How do you turn bad guys into good guys in fiction? By creating even worse guys.
Donald E. Westlake used this device time after time in his books, especially when writing Parker novels under the name of Richard Stark. Butcher's Moon (1974) is a classic Parker novel, longer than most and with a higher body count. The 2011 reprint has a foreword by Lawrence Block, another novelist known for converting bad guys (a burglar and a hit man) into good guys, comparatively speaking.
Parker, a professional thief with barely a soft spot in his character, decides to return to the midwestern city of Tyler to find $73,000 he left hidden there after a heist went bad years before. (Why he left the money behind or why he waited so long to try to retrieve it is never explained.) He enlists the aid of another professional, Alan Grofield (a recurring character), in case finding the money isn't as easy as he hopes. It isn't.
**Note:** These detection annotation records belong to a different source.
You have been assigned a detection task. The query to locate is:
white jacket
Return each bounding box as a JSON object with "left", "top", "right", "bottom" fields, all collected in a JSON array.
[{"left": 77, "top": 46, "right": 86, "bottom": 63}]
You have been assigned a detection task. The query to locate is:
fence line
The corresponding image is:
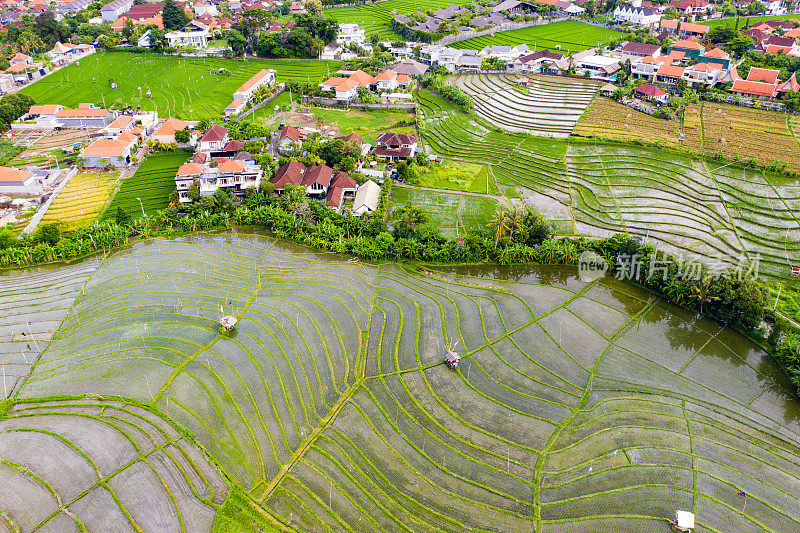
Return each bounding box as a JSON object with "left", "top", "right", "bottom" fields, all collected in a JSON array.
[
  {"left": 300, "top": 96, "right": 417, "bottom": 111},
  {"left": 436, "top": 17, "right": 567, "bottom": 46}
]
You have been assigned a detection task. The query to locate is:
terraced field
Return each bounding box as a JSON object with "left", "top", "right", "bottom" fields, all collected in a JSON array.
[
  {"left": 103, "top": 150, "right": 191, "bottom": 219},
  {"left": 448, "top": 74, "right": 598, "bottom": 137},
  {"left": 325, "top": 0, "right": 470, "bottom": 41},
  {"left": 574, "top": 97, "right": 800, "bottom": 165},
  {"left": 0, "top": 399, "right": 227, "bottom": 532},
  {"left": 573, "top": 97, "right": 680, "bottom": 148},
  {"left": 452, "top": 20, "right": 621, "bottom": 54},
  {"left": 9, "top": 235, "right": 800, "bottom": 531},
  {"left": 42, "top": 172, "right": 119, "bottom": 229},
  {"left": 421, "top": 90, "right": 800, "bottom": 277},
  {"left": 21, "top": 52, "right": 340, "bottom": 120}
]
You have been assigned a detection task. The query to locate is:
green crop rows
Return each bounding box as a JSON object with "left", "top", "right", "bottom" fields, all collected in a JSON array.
[
  {"left": 22, "top": 52, "right": 340, "bottom": 120},
  {"left": 102, "top": 150, "right": 191, "bottom": 218},
  {"left": 325, "top": 0, "right": 469, "bottom": 41},
  {"left": 450, "top": 74, "right": 597, "bottom": 137},
  {"left": 420, "top": 88, "right": 800, "bottom": 277},
  {"left": 453, "top": 20, "right": 620, "bottom": 54},
  {"left": 0, "top": 399, "right": 227, "bottom": 531},
  {"left": 7, "top": 235, "right": 800, "bottom": 531}
]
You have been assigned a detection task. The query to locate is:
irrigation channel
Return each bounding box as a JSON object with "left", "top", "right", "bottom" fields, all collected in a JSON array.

Not only isn't the cash where he left it, but he suspects it was found by someone in the organized crime syndicate that runs Tyler. Adding another complication, the Tyler gang is in the midst of a power struggle, a younger man trying to gain control from an older man. Parker and Grofield quickly bring things to a boil. When Grofield is seriously wounded, Parker recruits former associates from around the country to help him get his money and save Grofield, proving he does have a soft spot after all.
The action, like the twists and turns in the plot, is nonstop. Parker may really be a bad guy, but this is a good book.